The Database Management System – DBMS notes have been given for quick revision of DBMS subject.
A Database is a collection of related data organised in a way that data can be easily accessed, managed and updated.
E-R diagrams and their transformation to relational design
Entity-relationship model is a model used for design and representation of relationships between data.
The main data objects are termed as Entities, with their details defined as attributes, some of these attributes are important and are used to identity the entity, and different entities are related using relationships.
In short, to understand about the ER Model, we must understand about:
- Entity and Entity Set
- What are Attributes? And Types of Attributes.
Let’s take an example to explain everything. For a School Management Software, we will have to store Student information, Teacher information, Classes, Subjects taught in each class etc.
Considering the above example, Student is an entity, Teacher is an entity, similarly, Class, Subject etc are also entities.
An Entity is generally a real-world object which has characteristics and holds relationships in a DBMS.
If a Student is an Entity, then the complete dataset of all the students will be the Entity Set
If a Student is an Entity, then student’s roll no., student’s name, student’s age, student’s gender etc will be its attributes.

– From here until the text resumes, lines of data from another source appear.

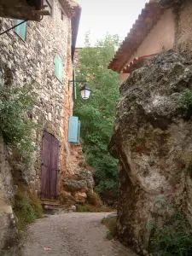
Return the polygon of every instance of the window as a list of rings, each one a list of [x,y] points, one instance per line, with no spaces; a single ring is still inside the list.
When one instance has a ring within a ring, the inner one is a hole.
[[[55,59],[55,75],[60,80],[60,82],[62,82],[63,64],[62,64],[62,60],[59,55],[56,55]]]
[[[80,121],[76,116],[69,118],[68,142],[73,145],[79,145],[80,143]]]
[[[77,100],[77,84],[75,83],[75,67],[73,70],[73,101]]]
[[[52,14],[53,0],[44,0],[44,5],[45,10],[49,10],[49,14]]]
[[[22,22],[22,20],[15,20],[15,25]],[[23,39],[26,40],[26,22],[24,22],[15,27],[15,32]]]
[[[64,20],[64,13],[62,10],[61,10],[61,20]]]

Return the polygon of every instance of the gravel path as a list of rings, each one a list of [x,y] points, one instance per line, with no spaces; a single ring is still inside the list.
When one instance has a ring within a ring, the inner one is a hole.
[[[108,214],[66,213],[39,219],[23,236],[21,256],[136,256],[105,238],[101,220]]]

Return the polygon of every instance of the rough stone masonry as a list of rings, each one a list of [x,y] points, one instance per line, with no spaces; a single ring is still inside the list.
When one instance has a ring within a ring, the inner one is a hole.
[[[68,117],[72,114],[71,17],[62,9],[59,1],[53,1],[50,16],[41,22],[27,21],[26,37],[23,41],[15,32],[9,31],[1,37],[0,61],[9,70],[11,86],[34,83],[38,84],[37,104],[32,119],[38,125],[33,134],[38,151],[34,165],[26,178],[32,189],[40,189],[41,151],[43,131],[54,135],[60,142],[60,169],[64,168],[63,146],[67,143]],[[61,11],[64,15],[61,15]],[[15,26],[15,20],[1,19],[1,31]],[[63,62],[63,82],[55,75],[55,58],[59,55]]]

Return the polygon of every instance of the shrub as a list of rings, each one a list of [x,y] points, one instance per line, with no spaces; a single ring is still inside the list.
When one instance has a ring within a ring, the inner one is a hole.
[[[154,256],[189,256],[192,236],[183,215],[176,210],[161,226],[152,226],[150,249]]]
[[[31,194],[25,185],[19,186],[15,197],[14,211],[18,219],[17,228],[22,230],[27,224],[42,218],[41,201],[35,195]]]
[[[91,212],[89,205],[76,205],[76,212]]]
[[[35,87],[34,84],[11,88],[0,84],[0,133],[15,158],[26,164],[36,150],[32,143],[32,131],[37,125],[27,116],[37,98]]]

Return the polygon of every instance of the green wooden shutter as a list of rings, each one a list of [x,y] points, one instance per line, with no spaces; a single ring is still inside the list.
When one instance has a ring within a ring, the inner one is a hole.
[[[77,100],[77,87],[76,87],[76,82],[75,82],[75,67],[73,70],[73,100]]]
[[[62,60],[59,55],[55,55],[55,74],[57,79],[62,82],[63,79],[63,64]]]
[[[15,20],[15,25],[18,25],[22,21],[22,20]],[[26,34],[26,22],[24,22],[20,26],[16,26],[15,32],[25,41]]]
[[[68,142],[78,143],[79,139],[79,118],[70,116],[68,124]]]

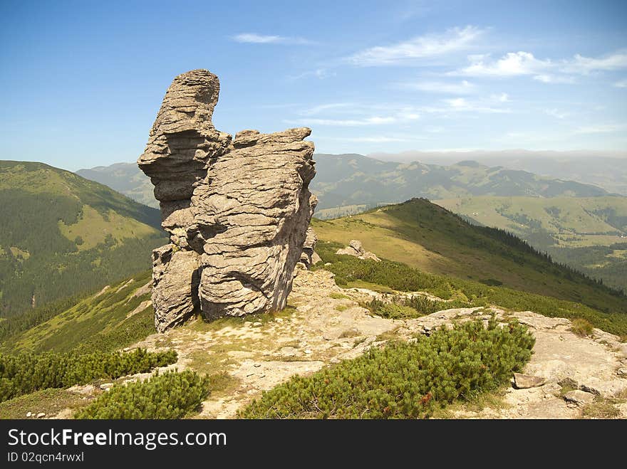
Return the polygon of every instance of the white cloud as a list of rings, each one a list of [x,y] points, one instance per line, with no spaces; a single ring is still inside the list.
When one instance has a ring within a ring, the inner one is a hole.
[[[370,48],[348,58],[356,65],[386,65],[441,56],[467,48],[483,31],[476,26],[453,28],[443,34],[426,34],[391,46]]]
[[[544,114],[556,119],[564,119],[570,115],[568,112],[560,112],[556,109],[545,109]]]
[[[311,44],[311,41],[303,38],[291,38],[284,36],[264,36],[255,33],[242,33],[232,36],[235,42],[248,44]]]
[[[534,80],[541,81],[543,83],[574,83],[575,79],[573,77],[549,75],[548,73],[542,73],[534,77]]]
[[[514,77],[533,75],[544,83],[571,83],[572,75],[627,68],[627,53],[614,53],[601,58],[576,54],[571,59],[551,60],[537,58],[530,52],[509,52],[497,60],[489,56],[469,56],[470,65],[448,73],[451,75],[475,77]]]
[[[362,127],[393,124],[398,119],[393,116],[373,116],[364,119],[296,119],[284,120],[287,124],[298,125],[333,125],[334,127]]]
[[[284,122],[307,126],[363,127],[403,124],[420,117],[411,106],[390,103],[330,102],[303,110],[299,114],[304,117]]]
[[[323,111],[334,111],[336,110],[346,110],[347,108],[353,110],[358,107],[360,107],[359,105],[354,102],[329,102],[304,109],[299,112],[299,114],[301,115],[316,115]]]
[[[470,56],[471,64],[455,75],[468,76],[516,76],[532,75],[551,65],[549,60],[539,60],[529,52],[509,52],[495,62],[487,62],[485,56]]]
[[[386,137],[385,135],[372,137],[345,137],[339,139],[346,142],[358,142],[366,143],[386,143],[389,142],[408,142],[409,139],[398,137]]]
[[[306,77],[314,77],[320,80],[324,80],[325,78],[328,78],[329,77],[334,77],[336,75],[337,73],[336,73],[335,72],[330,72],[326,68],[316,68],[316,70],[303,72],[299,75],[295,75],[293,76],[289,76],[288,78],[291,80],[300,80],[301,78],[305,78]]]
[[[469,101],[464,98],[453,98],[442,100],[442,102],[447,105],[447,107],[426,107],[423,110],[426,112],[487,112],[492,114],[509,114],[512,111],[509,109],[503,107],[494,107],[490,105],[490,102],[496,100],[498,102],[506,102],[507,101],[507,95],[502,93],[499,96],[492,96],[490,100],[484,100],[480,101]]]
[[[447,95],[467,95],[474,93],[475,89],[475,85],[465,80],[459,83],[436,81],[406,82],[398,83],[397,85],[408,90]]]
[[[509,95],[507,93],[502,93],[500,95],[492,95],[490,96],[490,98],[493,101],[498,101],[499,102],[508,102],[509,101]]]
[[[627,53],[617,53],[600,58],[584,57],[576,54],[564,66],[564,70],[586,75],[598,70],[613,70],[627,68]]]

An attribute can be of many types, here are different types of attributes defined in ER database model:
- Simple attribute: The attributes with values that are atomic and cannot be broken down further are simple attributes. For example, student’s age.

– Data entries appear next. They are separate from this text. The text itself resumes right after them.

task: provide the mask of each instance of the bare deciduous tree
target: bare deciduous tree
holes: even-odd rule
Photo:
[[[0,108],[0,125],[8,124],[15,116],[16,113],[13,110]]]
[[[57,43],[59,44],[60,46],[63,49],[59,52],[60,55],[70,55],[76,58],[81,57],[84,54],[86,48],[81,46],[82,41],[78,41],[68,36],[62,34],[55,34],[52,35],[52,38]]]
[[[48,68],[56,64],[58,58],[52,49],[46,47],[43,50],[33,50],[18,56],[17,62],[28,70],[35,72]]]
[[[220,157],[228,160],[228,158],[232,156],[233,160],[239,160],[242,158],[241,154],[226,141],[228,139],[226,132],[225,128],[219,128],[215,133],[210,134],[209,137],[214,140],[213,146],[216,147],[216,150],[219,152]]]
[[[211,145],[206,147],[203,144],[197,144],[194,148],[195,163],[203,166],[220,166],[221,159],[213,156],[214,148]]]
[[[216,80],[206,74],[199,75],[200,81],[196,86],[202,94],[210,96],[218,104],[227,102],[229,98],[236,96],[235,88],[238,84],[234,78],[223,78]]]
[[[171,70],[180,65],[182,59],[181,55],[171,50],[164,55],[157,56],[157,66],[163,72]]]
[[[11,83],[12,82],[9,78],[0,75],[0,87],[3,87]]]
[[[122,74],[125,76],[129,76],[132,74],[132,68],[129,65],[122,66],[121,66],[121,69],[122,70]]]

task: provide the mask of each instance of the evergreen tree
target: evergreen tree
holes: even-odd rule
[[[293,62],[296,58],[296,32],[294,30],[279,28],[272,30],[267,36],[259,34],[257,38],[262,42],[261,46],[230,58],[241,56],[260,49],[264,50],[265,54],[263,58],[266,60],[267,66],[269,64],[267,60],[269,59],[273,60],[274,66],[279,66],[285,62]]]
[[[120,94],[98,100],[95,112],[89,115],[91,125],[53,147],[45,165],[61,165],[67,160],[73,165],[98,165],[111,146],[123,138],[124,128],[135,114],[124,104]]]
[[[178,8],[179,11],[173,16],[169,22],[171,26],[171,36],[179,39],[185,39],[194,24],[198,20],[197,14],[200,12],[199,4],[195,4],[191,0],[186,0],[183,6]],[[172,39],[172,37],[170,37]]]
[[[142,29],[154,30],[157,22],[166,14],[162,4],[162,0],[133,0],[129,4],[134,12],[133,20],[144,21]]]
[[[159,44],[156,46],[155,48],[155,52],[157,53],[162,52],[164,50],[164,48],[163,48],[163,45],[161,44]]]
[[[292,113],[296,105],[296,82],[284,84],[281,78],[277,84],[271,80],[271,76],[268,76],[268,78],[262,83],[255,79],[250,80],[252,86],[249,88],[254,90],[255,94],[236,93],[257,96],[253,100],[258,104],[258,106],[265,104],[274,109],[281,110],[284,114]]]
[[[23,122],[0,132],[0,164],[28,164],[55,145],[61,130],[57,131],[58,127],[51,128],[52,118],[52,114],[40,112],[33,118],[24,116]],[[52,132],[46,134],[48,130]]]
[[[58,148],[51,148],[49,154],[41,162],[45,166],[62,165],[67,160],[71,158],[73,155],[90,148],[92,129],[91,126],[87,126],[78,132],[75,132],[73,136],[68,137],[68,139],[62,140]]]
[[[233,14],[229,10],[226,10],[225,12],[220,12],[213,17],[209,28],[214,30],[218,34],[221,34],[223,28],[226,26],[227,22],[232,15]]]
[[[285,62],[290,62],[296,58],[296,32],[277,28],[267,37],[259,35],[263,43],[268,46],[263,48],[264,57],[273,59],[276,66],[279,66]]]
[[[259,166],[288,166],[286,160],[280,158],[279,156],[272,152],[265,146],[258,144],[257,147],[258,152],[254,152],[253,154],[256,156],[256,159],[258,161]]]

- Composite attribute: A composite attribute is made up of more than one simple attribute. For example, student’s address will contain, house no., street name, pincode etc.

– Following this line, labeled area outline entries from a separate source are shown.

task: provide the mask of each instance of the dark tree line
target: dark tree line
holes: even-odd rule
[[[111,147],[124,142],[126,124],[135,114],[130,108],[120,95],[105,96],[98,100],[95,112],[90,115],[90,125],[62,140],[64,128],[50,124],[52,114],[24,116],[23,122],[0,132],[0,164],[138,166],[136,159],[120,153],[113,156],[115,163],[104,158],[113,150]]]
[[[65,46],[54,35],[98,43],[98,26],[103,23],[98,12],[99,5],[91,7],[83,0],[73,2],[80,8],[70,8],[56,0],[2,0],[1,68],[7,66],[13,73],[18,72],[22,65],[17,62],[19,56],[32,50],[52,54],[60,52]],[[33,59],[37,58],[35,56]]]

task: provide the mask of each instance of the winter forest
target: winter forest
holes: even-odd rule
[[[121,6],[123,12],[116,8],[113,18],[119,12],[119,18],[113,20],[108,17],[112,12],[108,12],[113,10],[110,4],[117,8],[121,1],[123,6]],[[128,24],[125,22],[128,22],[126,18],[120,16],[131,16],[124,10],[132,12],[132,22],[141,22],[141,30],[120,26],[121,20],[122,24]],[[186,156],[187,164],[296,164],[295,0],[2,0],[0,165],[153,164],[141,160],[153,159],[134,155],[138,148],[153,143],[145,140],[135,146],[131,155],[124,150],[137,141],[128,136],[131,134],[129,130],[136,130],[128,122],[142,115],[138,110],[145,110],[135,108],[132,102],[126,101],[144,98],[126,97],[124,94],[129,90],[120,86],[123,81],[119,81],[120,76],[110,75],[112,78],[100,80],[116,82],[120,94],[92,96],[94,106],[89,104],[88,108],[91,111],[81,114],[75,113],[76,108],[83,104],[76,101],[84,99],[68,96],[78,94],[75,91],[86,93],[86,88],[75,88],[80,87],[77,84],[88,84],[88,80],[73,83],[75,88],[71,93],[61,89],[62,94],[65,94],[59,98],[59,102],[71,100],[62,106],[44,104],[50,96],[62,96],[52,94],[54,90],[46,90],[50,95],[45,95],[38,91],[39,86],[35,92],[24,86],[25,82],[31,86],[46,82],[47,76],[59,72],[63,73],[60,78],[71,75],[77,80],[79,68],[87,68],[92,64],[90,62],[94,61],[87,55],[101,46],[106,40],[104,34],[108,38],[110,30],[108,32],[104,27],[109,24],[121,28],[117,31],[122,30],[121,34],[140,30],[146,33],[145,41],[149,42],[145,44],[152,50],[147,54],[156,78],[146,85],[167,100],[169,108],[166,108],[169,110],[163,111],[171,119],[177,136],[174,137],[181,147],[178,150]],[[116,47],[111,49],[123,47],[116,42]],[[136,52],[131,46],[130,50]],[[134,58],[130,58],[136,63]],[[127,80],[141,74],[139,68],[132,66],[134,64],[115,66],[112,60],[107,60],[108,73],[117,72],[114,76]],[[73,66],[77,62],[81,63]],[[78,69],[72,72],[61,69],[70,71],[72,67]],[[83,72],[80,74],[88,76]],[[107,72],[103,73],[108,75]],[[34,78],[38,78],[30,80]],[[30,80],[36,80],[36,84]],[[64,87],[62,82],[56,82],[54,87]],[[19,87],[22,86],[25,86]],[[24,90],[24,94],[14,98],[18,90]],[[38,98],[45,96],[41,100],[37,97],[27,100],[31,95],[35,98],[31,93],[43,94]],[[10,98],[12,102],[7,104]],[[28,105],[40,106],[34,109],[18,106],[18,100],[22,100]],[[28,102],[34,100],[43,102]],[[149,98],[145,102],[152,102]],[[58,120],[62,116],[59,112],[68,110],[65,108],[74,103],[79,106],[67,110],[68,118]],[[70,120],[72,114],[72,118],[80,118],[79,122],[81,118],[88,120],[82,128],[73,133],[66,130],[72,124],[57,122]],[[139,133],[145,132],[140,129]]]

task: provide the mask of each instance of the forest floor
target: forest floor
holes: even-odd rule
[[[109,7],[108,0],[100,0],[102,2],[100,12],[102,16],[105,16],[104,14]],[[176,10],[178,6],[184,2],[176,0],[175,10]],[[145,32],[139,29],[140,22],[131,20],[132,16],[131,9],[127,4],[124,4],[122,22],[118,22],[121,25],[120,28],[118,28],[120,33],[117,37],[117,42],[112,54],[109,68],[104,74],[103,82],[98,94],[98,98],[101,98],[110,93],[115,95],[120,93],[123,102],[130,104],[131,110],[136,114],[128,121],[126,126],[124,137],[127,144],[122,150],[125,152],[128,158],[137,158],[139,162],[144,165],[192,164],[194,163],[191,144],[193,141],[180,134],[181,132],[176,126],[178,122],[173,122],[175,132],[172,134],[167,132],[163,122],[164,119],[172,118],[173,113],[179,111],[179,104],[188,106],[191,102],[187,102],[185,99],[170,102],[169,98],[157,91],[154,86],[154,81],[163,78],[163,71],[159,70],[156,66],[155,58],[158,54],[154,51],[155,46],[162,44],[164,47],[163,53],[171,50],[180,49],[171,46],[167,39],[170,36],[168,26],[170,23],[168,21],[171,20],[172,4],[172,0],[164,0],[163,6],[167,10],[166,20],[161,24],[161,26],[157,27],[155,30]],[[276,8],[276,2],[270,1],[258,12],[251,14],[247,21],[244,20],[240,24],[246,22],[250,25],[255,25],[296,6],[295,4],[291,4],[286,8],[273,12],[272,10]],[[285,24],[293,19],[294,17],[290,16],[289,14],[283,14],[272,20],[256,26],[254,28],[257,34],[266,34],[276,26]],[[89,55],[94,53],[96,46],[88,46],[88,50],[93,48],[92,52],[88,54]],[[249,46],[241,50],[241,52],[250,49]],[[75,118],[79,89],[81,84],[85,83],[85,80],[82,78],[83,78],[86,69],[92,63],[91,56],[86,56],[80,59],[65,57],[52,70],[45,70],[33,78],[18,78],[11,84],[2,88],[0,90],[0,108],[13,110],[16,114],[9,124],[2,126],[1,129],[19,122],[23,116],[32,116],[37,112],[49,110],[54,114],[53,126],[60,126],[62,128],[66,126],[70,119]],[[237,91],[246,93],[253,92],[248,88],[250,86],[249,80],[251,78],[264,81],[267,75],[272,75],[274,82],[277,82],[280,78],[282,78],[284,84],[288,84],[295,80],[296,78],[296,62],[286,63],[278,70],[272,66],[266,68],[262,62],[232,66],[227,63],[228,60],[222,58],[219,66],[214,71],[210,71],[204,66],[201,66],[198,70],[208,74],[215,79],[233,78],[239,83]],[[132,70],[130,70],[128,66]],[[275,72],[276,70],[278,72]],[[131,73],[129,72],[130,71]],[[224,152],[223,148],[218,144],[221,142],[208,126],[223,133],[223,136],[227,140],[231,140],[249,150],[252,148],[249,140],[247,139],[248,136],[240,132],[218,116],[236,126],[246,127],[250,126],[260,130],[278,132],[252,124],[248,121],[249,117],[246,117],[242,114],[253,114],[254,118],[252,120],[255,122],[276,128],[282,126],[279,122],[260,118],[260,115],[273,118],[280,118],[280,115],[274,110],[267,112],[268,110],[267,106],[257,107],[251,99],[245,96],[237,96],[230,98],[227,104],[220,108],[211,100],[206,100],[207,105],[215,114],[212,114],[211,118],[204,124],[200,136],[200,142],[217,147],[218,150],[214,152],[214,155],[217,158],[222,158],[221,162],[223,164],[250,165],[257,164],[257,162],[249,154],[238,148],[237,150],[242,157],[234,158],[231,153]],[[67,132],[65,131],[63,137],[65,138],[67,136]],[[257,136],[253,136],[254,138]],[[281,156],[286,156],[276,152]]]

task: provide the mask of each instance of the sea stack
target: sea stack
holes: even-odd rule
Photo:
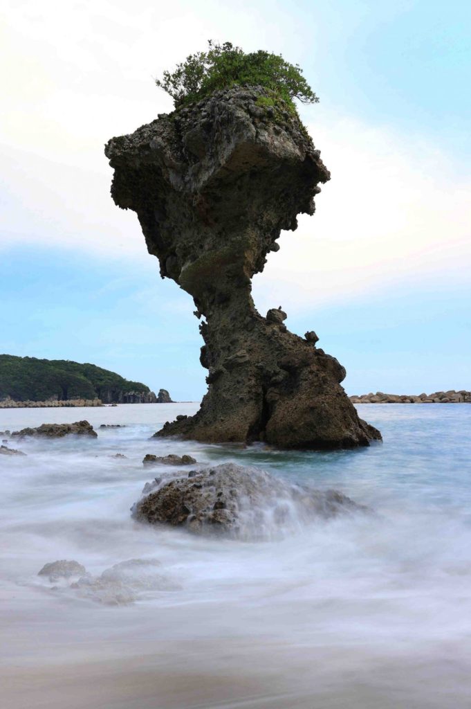
[[[341,382],[345,369],[288,332],[278,304],[264,318],[251,279],[281,230],[313,214],[330,178],[297,115],[266,89],[239,87],[157,120],[106,148],[115,203],[136,212],[149,253],[189,293],[205,345],[208,391],[193,417],[159,435],[283,448],[341,448],[380,438]],[[315,333],[314,333],[315,334]]]

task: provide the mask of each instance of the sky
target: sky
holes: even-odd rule
[[[206,388],[190,296],[110,195],[103,145],[172,109],[154,79],[208,39],[299,63],[331,172],[254,279],[349,393],[471,389],[471,4],[4,0],[0,352]]]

- Derived attribute: These are the attributes which are not present in the whole database management system, but are derived using other attributes. For example, average age of students in a class.
- Single-valued attribute: As the name suggests, they have a single value.
- Multi-valued attribute: And, they can have multiple values.
If the attribute roll no. can uniquely identify a student entity, amongst all the students, then the attribute roll no. will be said to be a key.
Following are the types of Keys:
- Super Key − A set of attributes (one or more) that collectively identifies an entity in an entity set.
- Candidate Key − A minimal super key is called a candidate key. An entity set may have more than one candidate key.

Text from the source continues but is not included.